Dear Arko,
An average B-factor of 25 does not exclude that certain atoms have
B-factors of 150 or more, as long as this is compensated by atoms with a
low B-factor (say 5-10). If you select in coot <Measures> - <residue
info> and then click on a residue, you will get a listing of the
occupancies and temperature factors of the individual atoms in the
residue. This should give you a handle on how to interpret the temp
factor variance plot.
Best,
Herman
________________________________
From: CCP4 bulletin board [mailto:[email protected]] On
Behalf Of Arka Chakraborty
Sent: Sunday, April 22, 2012 9:18 AM
To: [email protected]
Subject: Re: [ccp4bb] high temp factor in coot!
Hi Dr. Bernhard,
I was actually confused because the baverage program in ccp4
gave average bfactor of 25.0 for the residue but coot is showing 150!

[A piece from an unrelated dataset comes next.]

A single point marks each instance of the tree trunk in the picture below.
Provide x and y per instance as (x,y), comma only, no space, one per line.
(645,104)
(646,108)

Also its a high resolution structure(res 1.6 ang) and the density after
refinement is lovely and does not indicate any disorder. So I was
wandering if I am interpreting the temp factor variance plot in coot in
a wrong way!
Regards
ARKO
On Sat, Apr 21, 2012 at 11:58 PM, Bernhard Rupp
<[email protected]> wrote:
Don't worry. High B-factor just means that the
probability of the atoms being at the specified coordinate position is
low, for whatever reason.
In most cases this is completely normal and often
indicative of solvent exposed surface residues, and a look at the
electron density will
show whether this uncertainty is due to absence of
electron density or a result of poor modeling. Remember that cranking up
the B-factor is the
'emergency exit' for the refinement program if an atom
is located at an incorrect coordinate position from which it cannot be
expelled (due to
stereochemical restraints).
BR
From: CCP4 bulletin board [mailto:[email protected]]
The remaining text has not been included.